It was a simple case of mistaken identity. There I was, cozy in a comfy chair, blanky pulled up to my nose, the flashy-box primed to play what I thought was going to be a ridiculous action flick. In other words, I was psyched for some good old fashioned so-bad-it’s-good, throw-down on the small screen extravagance.
Little did I know.
Ok, the movie in question was 2012. As in, it’s the end of the world, courtesy the Mayan calendar, starring John Cusack and Amanda Peet. I have zero expectations regarding plot or delivery and basically just want to see some cool special effects. And with that, I hit ‘play’…
Uh… hmm… gosh, this acting seems a little extra bad, but that’s ok. Any minute now John Cusack will show up and… woah, the scientific premise here is that a black hole is slowing the Earth’s rotation? Um, fine, I guess… ahhhhh…. Now I’m supposed to swallow that an archeologist just found a crucifix in an ancient Mayan ruin? I wonder when John Cusack’s gonna show… oh, COME ON, this is like the fourth conversation in a row about God… I know it’s the apocalypse, but let’s get a move on here people! Heheh… really? The president just seamlessly evacuated the west coast?! And I really have to swallow that the ancient Mayans prophesied a great Christian event in Chichen Itza?! And seriously, where is John Freaking Cusack?!!!

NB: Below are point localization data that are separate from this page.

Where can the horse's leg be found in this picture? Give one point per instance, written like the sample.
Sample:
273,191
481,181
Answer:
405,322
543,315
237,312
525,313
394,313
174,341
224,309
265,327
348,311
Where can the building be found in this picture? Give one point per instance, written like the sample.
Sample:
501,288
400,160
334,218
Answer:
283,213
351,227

Sunday School Musical Two competing groups of high school students must rally together and enter a song and dance competition in order to save their church from closing.
Evil Based on the classic legend of a cynical journalist who discovers that the power of faith can defeat the forces of unspeakable darkness.

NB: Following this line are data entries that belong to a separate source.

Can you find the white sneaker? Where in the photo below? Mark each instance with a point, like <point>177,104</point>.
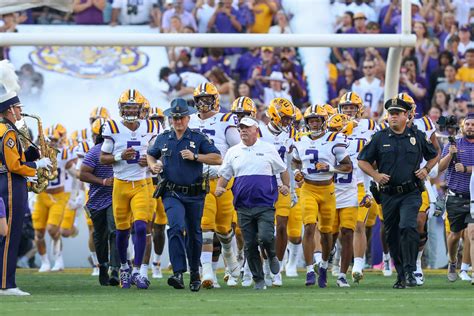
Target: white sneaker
<point>335,270</point>
<point>387,268</point>
<point>290,270</point>
<point>45,267</point>
<point>277,280</point>
<point>58,265</point>
<point>207,276</point>
<point>231,281</point>
<point>14,292</point>
<point>156,271</point>
<point>464,276</point>
<point>247,280</point>
<point>95,271</point>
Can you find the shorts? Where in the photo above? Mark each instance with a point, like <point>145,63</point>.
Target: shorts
<point>346,217</point>
<point>218,211</point>
<point>459,215</point>
<point>319,206</point>
<point>130,198</point>
<point>49,209</point>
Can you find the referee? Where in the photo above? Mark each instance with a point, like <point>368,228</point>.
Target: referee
<point>397,152</point>
<point>254,164</point>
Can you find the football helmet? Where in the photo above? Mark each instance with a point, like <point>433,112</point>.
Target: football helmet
<point>244,106</point>
<point>206,97</point>
<point>314,111</point>
<point>130,105</point>
<point>281,113</point>
<point>351,98</point>
<point>97,125</point>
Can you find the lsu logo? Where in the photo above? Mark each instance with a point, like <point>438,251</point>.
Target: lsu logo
<point>89,62</point>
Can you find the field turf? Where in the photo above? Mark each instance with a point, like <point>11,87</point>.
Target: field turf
<point>75,292</point>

Countdown: Jerusalem A journalist searches for her daughter as a series of catastrophic disasters push a destabilized society toward the brink of global war.
Yup, I got Punk’d by the religious right. My experience might not hold a torch to such degrading and filthy R-R swap-outs as masquerading pro-life centers as abortion clinics, but all the same, it is tricksy. There’s just one catch though. One little detail that I can’t seem to jiggle out of my brain. Follow my thought process: Take a popular film, slightly alter the title (no pun intended,) cast with terrible actors and… yeah. I’m thinking CineVangelists are taking their cues from the porn industry.

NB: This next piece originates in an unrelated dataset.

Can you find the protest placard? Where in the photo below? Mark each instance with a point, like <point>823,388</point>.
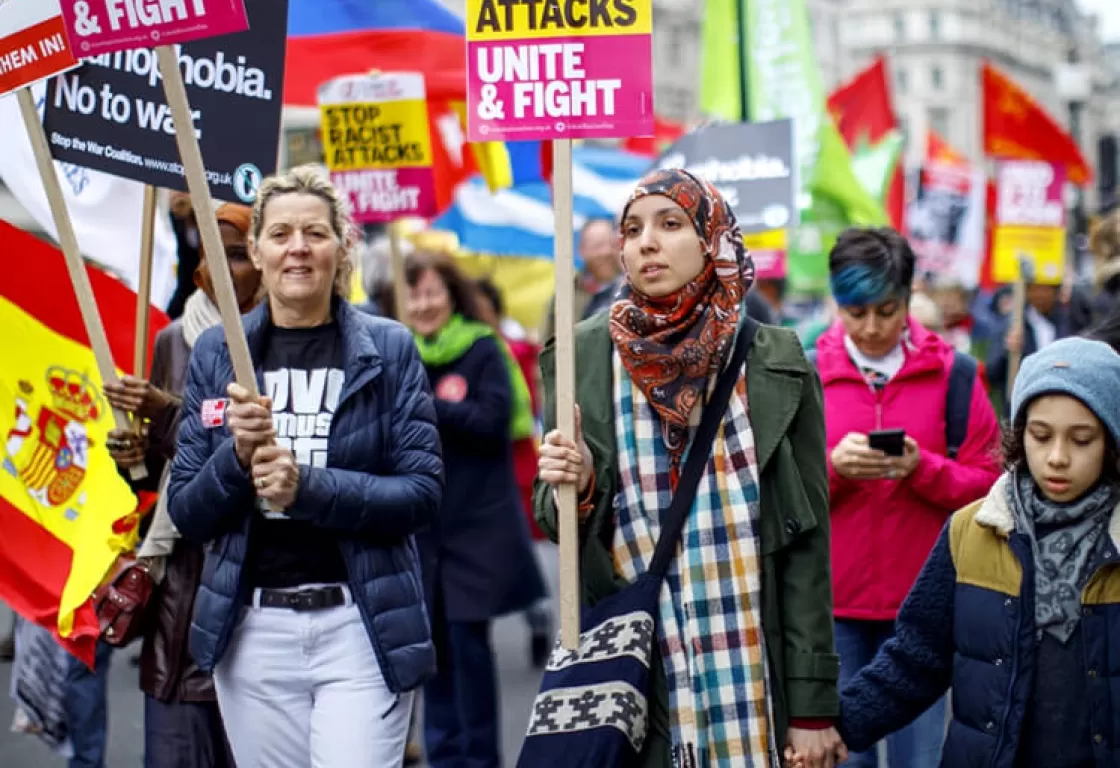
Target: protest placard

Alright, that’s a stretch, but I’ve got to wonder if they could possibly pull in porn-worthy revenue with their movie making/title-jacking ways. I don’t know much about it. We all know The Passion of the Christ killed at the box office, but was that a fluke? A quick online search revealed the 2006 emergence of Fox Faith, a division of Twentieth Century Fox. That seems sort of mainstreamish, since they do have a release agreement with AMC Theaters, but I don’t know how much success they are enjoying. According to Wikipedia, the New York times reviewed one of their films with the statement, “While it’s always fun when Hollywood aims to instruct us in the spiritual pitfalls of filthy lucre, perhaps insulting the artistic sensibilities of Christian audiences isn’t the best way to get them into the multiplex.”
But back to 2012: Doomsday, I believe the viewing experience can be summed up by these IMDB discussion board topics on the film: “How long did you manage to watch it?” (couldn’t help myself – slugged it out till the bitter end,) “Am I going to hell for laughing?” (No,) “This is not even Christian!” (A very good point,) “Where did the lady’s Mom go?” (hahahahahah… ah, you’ve got to see it to appreciate how funny that question is,) and “I’m the only one who liked the movie?” (Yeah, dude. You are.)